June 20, 2002|From Reuters

WASHINGTON -- Maneuvering to save jobs and technologies threatened by a planned cancellation of the Crusader howitzer, the Senate struck a compromise Wednesday that allows the Army to wrap up a study of its artillery needs before the Pentagon kills the $11-billion project.

The White House dropped a threat to veto any bill that overrode the Pentagon's bid to scrap the weapon without further delay so long as it could shift funds to other programs once the Crusader is canceled.

Supporters of the Crusader, being developed by United Defense Industries Inc., hope that while the Army is finishing its study, probably by September, there will be time to work out a plan to save many of its technologies and jobs, and apply them to the lighter, more mobile systems the Pentagon wants.

Doug Coffey, a United Defense spokesman, praised the Senate action as finally giving the big, 155-millimeter gun "the kind of detailed analysis it deserves."

"It's a recognition that the decision to cancel was hasty," he said.
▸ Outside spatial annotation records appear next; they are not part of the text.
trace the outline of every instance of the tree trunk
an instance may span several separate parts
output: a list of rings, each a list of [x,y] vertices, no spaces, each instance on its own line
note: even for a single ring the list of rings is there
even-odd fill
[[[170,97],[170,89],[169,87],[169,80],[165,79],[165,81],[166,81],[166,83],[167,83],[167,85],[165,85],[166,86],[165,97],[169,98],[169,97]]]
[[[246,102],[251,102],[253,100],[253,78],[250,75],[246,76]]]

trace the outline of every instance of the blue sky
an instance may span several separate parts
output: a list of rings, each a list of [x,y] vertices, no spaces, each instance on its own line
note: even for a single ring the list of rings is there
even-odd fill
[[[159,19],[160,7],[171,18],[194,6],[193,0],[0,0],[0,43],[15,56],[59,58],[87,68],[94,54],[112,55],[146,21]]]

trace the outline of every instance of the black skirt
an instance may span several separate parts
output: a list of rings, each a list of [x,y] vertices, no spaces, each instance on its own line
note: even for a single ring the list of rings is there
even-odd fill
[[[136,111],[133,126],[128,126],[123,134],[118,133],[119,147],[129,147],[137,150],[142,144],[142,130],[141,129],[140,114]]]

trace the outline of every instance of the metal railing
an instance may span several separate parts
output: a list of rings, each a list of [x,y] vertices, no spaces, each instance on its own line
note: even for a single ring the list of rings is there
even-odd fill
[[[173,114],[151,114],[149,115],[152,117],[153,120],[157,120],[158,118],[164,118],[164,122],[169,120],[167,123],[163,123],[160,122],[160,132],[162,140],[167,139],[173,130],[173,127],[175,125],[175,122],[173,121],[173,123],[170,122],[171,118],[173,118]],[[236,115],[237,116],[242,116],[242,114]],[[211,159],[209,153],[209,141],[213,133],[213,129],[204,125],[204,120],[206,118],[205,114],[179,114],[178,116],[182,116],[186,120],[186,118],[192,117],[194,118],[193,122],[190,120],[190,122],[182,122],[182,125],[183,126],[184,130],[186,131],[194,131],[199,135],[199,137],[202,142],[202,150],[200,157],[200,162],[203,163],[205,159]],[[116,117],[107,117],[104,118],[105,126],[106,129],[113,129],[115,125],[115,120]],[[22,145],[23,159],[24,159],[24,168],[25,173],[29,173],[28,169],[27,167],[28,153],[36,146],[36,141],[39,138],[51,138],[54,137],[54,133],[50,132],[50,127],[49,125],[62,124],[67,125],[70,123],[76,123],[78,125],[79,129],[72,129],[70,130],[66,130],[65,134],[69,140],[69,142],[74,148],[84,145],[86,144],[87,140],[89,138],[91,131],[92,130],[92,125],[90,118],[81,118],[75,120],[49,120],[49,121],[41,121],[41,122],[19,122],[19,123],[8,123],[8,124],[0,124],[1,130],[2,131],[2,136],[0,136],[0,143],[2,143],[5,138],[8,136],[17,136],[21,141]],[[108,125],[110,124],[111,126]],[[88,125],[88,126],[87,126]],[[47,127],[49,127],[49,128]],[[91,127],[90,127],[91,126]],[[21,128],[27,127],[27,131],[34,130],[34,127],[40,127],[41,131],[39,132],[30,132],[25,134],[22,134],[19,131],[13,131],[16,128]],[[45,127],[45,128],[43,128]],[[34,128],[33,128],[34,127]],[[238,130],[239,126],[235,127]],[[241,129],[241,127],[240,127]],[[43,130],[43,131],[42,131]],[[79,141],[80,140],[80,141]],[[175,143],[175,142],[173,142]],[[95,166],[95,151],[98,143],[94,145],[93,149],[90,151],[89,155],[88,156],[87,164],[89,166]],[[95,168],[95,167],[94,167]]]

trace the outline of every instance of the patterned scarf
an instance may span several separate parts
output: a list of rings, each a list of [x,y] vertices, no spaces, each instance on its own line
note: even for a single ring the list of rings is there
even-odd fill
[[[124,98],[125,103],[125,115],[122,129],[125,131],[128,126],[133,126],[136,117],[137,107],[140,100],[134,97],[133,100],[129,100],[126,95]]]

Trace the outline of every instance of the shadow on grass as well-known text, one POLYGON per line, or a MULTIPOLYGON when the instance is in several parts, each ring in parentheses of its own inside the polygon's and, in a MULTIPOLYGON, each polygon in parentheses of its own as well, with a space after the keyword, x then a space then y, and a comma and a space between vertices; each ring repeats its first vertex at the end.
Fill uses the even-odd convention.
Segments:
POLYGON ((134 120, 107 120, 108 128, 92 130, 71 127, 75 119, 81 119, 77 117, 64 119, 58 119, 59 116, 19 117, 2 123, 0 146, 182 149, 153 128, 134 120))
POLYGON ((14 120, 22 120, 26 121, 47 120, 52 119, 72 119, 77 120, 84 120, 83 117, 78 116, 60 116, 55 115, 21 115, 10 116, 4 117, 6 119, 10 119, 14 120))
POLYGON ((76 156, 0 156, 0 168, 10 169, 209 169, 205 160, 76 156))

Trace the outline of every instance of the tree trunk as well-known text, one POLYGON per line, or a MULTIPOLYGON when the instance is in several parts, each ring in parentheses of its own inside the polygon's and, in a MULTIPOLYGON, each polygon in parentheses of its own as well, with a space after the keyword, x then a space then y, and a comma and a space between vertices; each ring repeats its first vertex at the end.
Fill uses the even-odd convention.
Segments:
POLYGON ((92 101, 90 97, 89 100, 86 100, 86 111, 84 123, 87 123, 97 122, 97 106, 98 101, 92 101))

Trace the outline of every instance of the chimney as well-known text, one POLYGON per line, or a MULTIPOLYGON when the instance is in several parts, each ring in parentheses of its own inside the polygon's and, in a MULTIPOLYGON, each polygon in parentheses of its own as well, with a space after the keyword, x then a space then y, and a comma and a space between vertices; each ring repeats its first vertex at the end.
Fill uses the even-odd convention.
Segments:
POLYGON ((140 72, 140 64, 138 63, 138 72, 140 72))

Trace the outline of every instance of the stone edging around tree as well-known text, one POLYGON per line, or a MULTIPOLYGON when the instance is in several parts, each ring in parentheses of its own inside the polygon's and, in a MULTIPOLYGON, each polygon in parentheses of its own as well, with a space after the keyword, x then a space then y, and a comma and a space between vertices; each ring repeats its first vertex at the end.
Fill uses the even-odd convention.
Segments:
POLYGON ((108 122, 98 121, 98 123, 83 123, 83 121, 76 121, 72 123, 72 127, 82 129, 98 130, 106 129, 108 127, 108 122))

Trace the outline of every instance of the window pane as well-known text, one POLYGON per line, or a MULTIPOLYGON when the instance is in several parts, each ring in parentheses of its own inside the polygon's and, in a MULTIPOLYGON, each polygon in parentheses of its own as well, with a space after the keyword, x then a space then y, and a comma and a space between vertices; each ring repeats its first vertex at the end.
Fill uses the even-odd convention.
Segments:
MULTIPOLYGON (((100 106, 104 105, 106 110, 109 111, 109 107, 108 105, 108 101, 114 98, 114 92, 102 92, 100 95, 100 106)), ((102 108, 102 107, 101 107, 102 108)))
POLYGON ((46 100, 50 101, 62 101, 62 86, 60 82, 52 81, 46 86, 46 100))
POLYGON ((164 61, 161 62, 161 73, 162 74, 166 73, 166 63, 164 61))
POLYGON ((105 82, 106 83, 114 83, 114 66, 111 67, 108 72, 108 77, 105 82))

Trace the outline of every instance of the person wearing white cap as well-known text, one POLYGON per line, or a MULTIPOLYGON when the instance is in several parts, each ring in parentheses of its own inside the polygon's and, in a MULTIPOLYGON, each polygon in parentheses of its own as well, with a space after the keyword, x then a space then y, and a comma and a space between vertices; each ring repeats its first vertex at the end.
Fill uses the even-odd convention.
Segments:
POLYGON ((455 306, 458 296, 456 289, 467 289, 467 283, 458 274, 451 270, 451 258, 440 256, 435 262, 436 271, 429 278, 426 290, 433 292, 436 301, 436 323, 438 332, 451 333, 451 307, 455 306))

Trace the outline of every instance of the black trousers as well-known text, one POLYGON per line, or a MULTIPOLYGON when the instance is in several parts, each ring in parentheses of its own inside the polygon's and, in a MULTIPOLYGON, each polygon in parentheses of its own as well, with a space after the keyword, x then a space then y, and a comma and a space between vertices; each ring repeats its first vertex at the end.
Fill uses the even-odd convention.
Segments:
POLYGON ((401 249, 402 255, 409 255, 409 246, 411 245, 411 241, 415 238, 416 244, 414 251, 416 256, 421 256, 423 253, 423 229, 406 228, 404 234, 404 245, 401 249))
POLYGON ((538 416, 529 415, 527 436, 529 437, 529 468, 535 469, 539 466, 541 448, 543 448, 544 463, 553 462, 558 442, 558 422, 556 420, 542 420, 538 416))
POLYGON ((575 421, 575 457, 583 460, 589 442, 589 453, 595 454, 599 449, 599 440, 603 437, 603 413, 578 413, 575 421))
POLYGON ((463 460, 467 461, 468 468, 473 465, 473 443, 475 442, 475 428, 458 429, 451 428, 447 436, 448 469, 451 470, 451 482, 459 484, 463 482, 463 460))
The Senate approved the Crusader compromise as it worked through a $393-billion defense authorization bill for next fiscal year that starts Oct. 1.

The Crusader has been in development since 1994 at a cost so far of $2 billion.

It was to be ready for the field by 2008, but Defense Secretary Donald H. Rumsfeld last month abruptly announced the 40-ton cannon was too big.

That set the stage for a potential showdown over the administration's ability to kill a weapon that had strong support among defense hawks and lawmakers from Oklahoma and Minnesota, where many of the jobs related to it were based.

But with this vote, as well as with a defense budget bill moving through the House Appropriations Committee, both sides may duck the fight.